The findings, in the journal Nature Genetics, could help increase representation in genetic studies and improve their design.
They could also improve the generalizability of research findings and help unpack how complex genetic traits related to health and disease.
“For genetic studies, we demonstrate that within the participants’ genotypes there is information that captures the effect of participation bias, the phenomenon where the participants are not fully representative of the target population,” researcher Augustine Kong, a professor at the Leverhulme Centre for Demographic Science at the University of Oxford, summarized to Inside Precision Medicine.

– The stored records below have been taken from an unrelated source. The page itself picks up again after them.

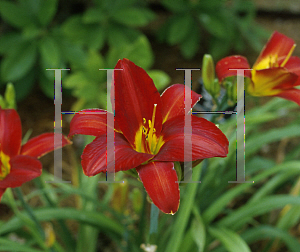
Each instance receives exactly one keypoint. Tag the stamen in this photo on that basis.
(151, 131)
(288, 56)
(4, 165)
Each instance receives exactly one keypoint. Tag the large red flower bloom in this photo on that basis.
(149, 134)
(19, 163)
(275, 72)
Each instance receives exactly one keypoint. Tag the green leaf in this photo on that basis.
(10, 245)
(47, 11)
(263, 232)
(176, 5)
(253, 143)
(10, 38)
(18, 63)
(73, 53)
(121, 36)
(25, 85)
(133, 16)
(94, 15)
(50, 53)
(183, 214)
(179, 28)
(75, 30)
(139, 52)
(215, 25)
(242, 216)
(218, 205)
(94, 62)
(198, 230)
(231, 240)
(160, 78)
(96, 37)
(14, 14)
(47, 85)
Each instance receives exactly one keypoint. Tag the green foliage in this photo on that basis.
(220, 25)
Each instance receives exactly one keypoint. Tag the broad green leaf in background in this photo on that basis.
(160, 78)
(139, 52)
(47, 10)
(179, 28)
(133, 16)
(15, 15)
(231, 240)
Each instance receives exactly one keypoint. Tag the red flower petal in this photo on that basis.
(293, 65)
(41, 145)
(232, 62)
(173, 101)
(207, 140)
(278, 45)
(291, 94)
(23, 169)
(135, 96)
(10, 132)
(159, 180)
(93, 123)
(94, 156)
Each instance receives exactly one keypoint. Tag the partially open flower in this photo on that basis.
(275, 72)
(19, 163)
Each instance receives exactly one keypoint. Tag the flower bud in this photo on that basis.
(208, 75)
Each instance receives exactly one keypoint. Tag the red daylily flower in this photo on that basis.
(275, 72)
(19, 163)
(149, 134)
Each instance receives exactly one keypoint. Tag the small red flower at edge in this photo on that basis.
(19, 164)
(275, 72)
(149, 134)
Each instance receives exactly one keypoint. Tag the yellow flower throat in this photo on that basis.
(146, 140)
(4, 165)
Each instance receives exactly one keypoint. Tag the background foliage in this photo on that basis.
(84, 216)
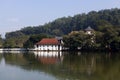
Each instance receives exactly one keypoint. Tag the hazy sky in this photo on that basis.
(16, 14)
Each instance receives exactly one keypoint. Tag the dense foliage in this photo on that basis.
(108, 38)
(34, 39)
(106, 24)
(65, 25)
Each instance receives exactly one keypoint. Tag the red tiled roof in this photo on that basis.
(48, 41)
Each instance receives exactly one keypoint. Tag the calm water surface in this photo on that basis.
(59, 66)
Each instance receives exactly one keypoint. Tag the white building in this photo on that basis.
(48, 44)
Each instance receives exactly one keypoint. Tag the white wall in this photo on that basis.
(48, 47)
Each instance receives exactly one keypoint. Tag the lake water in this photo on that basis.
(59, 66)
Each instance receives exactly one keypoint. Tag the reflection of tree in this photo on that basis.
(1, 56)
(87, 66)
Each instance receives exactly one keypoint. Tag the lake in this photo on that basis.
(59, 66)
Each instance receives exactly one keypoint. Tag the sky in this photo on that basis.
(17, 14)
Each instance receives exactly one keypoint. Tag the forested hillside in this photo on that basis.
(65, 25)
(106, 23)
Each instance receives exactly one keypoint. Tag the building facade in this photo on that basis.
(48, 44)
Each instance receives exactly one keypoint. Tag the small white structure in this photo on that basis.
(48, 44)
(89, 30)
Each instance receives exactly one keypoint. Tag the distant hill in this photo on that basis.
(65, 25)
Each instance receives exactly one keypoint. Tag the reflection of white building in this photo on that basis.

“Utilizing this previously unnoticed information leads to a better understanding of the nature of the bias and enhances the investigations of the relationships between genes and various human traits, health related and otherwise.”
Ascertainment bias occurs when data that have been collected are not representative of the intended study population, leading to misleading results.
This bias is particularly difficult to identify and correct for in genetic studies, said study co-author Stefania Benonisdottir, a DPhil student at Oxford’s Big Data Institute.
While a genetic variant that increases the chances of participating in a study might be more common in participants than others, comparison is not possible as the genotypes of non-participants is not known.
However, Kong and Benonisdottir exploited the idea that two closely related participants, such as siblings or a parent and child, would have an increased likelihood of inheriting part of the genome that increases the probability of participation.
By applying this to the U.K. biobank, they created a polygenic score demonstrating that participation correlated with body mass index and educational attainment.
This is consistent with previously reported differences between the UK biobank and general population, validating the method as capturing genetic associations relating to participation.
The polygenic score was also associated with being invited to participate in a follow-up study of diet, possibly because participants had to provide an email address to be contacted again in order to be invited into that study.
The estimated correlation between the genetic components underlying participation in UK Biobank and educational attainment was estimated at a substantial 36.6%.
But Benonisdottir noted that these correlations were far from being total, so “participation in genetic studies is not simply a consequence of other established traits but is rather a complex trait in its own right and should be studied as such.”
She added: “In short, ascertainment bias leaves genetic footprints within datasets and those footprints can be utilized to investigate the bias itself.
“By taking participation behavior into account we could improve future data analysis as well as improve future study designs.”
In an editorial accompanying the study, Mark Adams, PhD, from the University of Edinburgh, noted: “The future goal should be to put together genetically informative biobank health datasets that are an accurate representation of each population.
“In the meantime, by deducing and correcting non-representativeness in existing studies, researchers can enhance the generalizability of their findings and improve our understanding of complex genetic traits and their relationship to health and disease.”